Césarine se voulait forte, elle savait qu'elle ne pouvait rien faire pour conjurer le sort… Le jeune ménage n'avait vécu conjointement que quelques semaines depuis leur mariage : vingt jours en mars et maintenant, trente à cheval sur septembre et octobre.

˗ C'est l’ordre des choses ! Comme le lui rappelaient sa mère et sa belle-mère.

Les dix conscrits retenus de la commune se réunirent pour décider du moyen de transport pour se rendre à Toulon. Comme aucun d’entre eux ne pouvait se payer un transport en diligence sur une aussi longue distance, il fut convenu que le trajet se ferait à pied. Compte tenu de la distance estimée et en prévision des éventuelles embûches et des intempéries, ils décidèrent que le départ serait pour le 30 octobre.

Césarine était au désespoir, même si elle s'efforçait de ne pas penser aux dangers que son époux allait devoir affronter en route. Un trajet que le groupe ne connaissait pas et qu'il partagerait avec des inconnus, très certainement pas toujours sociables.

Pour leur part, bien qu'ils ne le montrassent pas devant leur belle-fille et encore moins devant leur fils, les parents de Georges partageaient le même découragement. Le départ d'un fils ou d'un mari, pour sept années de service militaire, était toujours une catastrophe pour une exploitation agricole familiale qui comptait sur le salaire de l’absent. Il aidait d'autant plus la famille à s’acquitter des dettes de fin de saison qu'actuellement les salaires des journaliers du bâtiment à Paris étaient à la hausse. Les entrepreneurs peinaient à recruter de la main-d’œuvre qualifiée, car beaucoup s’embauchaient sur l’un des nombreux chantiers ouverts récemment pour construire des routes, des canaux ou des chemins de fer. Ils étaient mieux rémunérés que dans le bâtiment et cerise sur le gâteau, ils étaient logés et nourris gratuitement.

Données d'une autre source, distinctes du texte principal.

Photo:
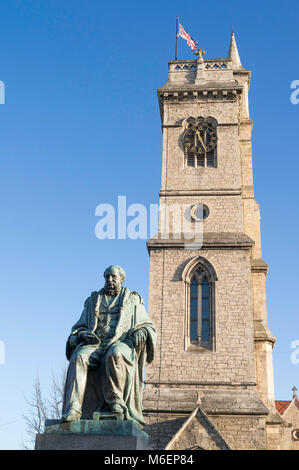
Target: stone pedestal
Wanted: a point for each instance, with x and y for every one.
(92, 435)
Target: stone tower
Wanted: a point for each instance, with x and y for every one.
(211, 384)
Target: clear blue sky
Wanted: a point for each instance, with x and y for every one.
(81, 125)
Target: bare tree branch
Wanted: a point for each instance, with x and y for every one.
(40, 408)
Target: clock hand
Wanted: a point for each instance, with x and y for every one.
(201, 141)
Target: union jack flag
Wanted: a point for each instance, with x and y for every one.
(191, 43)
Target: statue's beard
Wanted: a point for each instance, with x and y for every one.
(112, 290)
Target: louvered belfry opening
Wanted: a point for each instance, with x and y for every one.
(197, 156)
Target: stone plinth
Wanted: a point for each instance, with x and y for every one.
(92, 435)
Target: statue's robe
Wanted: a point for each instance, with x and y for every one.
(132, 317)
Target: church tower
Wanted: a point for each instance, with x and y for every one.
(211, 383)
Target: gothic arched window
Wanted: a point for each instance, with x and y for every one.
(200, 305)
(200, 142)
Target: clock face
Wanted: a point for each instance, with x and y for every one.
(200, 138)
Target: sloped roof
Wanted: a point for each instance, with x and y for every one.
(282, 405)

Les Machi envisageaient de s'embaucher sur l’un des autres grands chantiers entamés par l’Empire. Ils s’imaginaient plus proche de chez eux.

***

À l'issue du dernier conseil de famille, de nombreuses décisions se prirent. Césarine habitera avec ses beaux-parents. Ces derniers lui fourniront le gîte et le couvert en contrepartie de sa participation au ménage ainsi qu'à la garde des bêtes au pré la journée. Le soir et le matin, elle aiderait à la traite des vaches et des chèvres. À ces corvées, s'ajouteraient au printemps et durant l'été, pendant le limousinage, quelques travaux des champs comme les semis et les moissons. Césarine s'y plia sans protester, consciente que c'était pour le mieux pour sa famille. Le grand-père décida qu’il ne pourrait plus travailler sur les chantiers. Il aidera du mieux possible au fermage. Hector, le frère cadet de Georges, assurera la relève auprès de son père sur les chantiers.

[1] Le recrutement se faisait par tirage au sort : celui qui tirait un bon numéro pouvait espérer effectuer un service militaire d'une année. Celui qui avait la malchance d'en tirer un mauvais s'engageait pour sept... Autre pratique très discutable, un nanti qui avait tiré un mauvais numéro pouvait le revendre ou l’échanger avec un autre garçon qui effectuera la période militaire à sa place.